December 15, 2010
The novel Limassol by Israeli author Yishai Sarid is a gripping, incisive, and multi-layered portrait of life in Israel today, and a must-read companion to David Grossman's To the End of the Land. An Israeli Secret Service Agent is souring on his job as interrogator of captured Arabs. Once known for his subtle psychological cross-examinations ("the good ones really do use common sense, not force. That takes self-confidence, letting yourself be sensitive, not being swept up in bestiality"), he finds himself succumbing to the pressure of the seemingly always-increasing suicide missions and the constant factor of time ticking away and running out: "I'm also turning into a butcher. I don't have time anymore to be sophisticated with them. You've got to work with force from the first moment."
But when force results in the untimely and unexpected death of a detainee, the agent is taken off interrogations and submerged into an assignment of befriending the father of "the enemy" in order to draw the enemy out into the open, where the enemy can be killed before he can plot and plan the murder of dozens and perhaps hundreds of Israeli citizens. Everyone in Israel understands the necessity of responding to terrorism (a doctor, charged with saving lives, understands that the elderly Arab patient he has been asked to care for is being used as deadly pawn in the war but cannot protest: "I know where I live") but only those actually charged with on-the-ground response know the full cost of the Israeli-Palestinian conflict. That is the calculation, always: how to meet the threat of Arab aggression with force strong enough to save lives, but not so horrible that souls are lost in the process.

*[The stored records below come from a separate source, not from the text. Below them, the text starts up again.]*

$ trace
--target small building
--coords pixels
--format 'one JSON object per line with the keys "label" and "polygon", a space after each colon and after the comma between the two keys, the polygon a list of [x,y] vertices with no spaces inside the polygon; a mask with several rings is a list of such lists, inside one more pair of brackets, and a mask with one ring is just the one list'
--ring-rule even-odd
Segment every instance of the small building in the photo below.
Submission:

The soul of the agent is on shaky ground, as represented by his quaking family life. The sacrifices he had made and the lines he has crossed have separated him from his wife and child, causing him to be left alone, purposeless and lost. Author Sarid presents the family of the agent against two other families in his novel, the family of Daphna, an Israeli woman who has ties with Palestine, and the family of a Hani, a Palestinian writer, long exiled to Gaza and only now allowed back into Israel to serve as bait for his terrorist son. If family represents the soul, then Daphna's soul is in trouble as well, for she has made a dirty deal to save her drug-addicted son. Only Hani has the stability of family; he is revered by his children and was loved by his wife. He is also the one character who appears to have an untroubled soul, clear of deceit and abuse, and a mind open to conciliation and understanding.

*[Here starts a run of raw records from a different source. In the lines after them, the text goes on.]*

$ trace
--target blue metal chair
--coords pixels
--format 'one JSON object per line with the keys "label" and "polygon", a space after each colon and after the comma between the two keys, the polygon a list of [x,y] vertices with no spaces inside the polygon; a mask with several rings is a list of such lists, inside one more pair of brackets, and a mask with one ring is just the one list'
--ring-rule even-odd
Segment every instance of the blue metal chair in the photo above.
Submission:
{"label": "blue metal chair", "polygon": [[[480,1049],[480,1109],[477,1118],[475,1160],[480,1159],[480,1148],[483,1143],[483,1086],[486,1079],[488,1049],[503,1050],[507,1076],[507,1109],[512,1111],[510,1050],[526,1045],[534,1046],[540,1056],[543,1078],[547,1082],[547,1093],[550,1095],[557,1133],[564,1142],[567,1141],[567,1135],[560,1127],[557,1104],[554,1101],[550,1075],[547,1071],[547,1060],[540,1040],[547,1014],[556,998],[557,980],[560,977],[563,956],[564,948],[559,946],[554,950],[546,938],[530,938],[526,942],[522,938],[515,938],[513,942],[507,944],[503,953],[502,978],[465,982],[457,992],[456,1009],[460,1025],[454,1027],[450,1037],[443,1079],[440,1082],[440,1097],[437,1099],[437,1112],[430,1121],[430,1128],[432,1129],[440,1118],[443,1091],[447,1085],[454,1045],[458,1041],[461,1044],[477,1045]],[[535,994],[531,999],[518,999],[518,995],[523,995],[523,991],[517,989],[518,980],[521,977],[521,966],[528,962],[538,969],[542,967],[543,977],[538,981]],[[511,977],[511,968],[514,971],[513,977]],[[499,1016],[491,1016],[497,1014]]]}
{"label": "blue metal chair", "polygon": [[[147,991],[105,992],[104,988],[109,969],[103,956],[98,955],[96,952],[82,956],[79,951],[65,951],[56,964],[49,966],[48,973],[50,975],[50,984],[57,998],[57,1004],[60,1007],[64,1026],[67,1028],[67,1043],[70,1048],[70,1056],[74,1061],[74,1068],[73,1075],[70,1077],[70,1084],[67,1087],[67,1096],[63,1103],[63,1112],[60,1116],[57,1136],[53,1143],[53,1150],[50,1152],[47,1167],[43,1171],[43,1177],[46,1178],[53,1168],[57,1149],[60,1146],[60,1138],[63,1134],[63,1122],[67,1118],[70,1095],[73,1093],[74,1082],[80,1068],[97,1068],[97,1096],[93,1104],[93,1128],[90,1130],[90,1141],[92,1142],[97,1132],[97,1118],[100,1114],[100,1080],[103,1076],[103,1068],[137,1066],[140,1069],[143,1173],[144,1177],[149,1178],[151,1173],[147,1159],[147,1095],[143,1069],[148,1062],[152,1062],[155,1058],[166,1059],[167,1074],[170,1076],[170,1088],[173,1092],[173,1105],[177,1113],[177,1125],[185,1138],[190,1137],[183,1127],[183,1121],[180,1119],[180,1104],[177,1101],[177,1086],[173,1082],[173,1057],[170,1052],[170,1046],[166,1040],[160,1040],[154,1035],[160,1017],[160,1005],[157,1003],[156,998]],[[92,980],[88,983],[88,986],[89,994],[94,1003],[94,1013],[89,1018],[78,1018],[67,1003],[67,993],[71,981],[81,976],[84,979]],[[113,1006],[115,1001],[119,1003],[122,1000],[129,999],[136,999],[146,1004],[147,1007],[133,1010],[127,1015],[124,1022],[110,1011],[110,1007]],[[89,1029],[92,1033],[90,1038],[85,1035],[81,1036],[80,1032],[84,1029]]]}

There are no easy answers provided in Limassol and no simple condemnations or excuses. But Sarid does provide the glimmer of possibility, as does Grossman in To the End of the Land, that the horror of what a human being is capable of can be countered by the goodness he can also summon, when the crying of his soul demands. There is a fourth family never mentioned in Limassol but always present: the family of Israel, and the still strong soul of a country.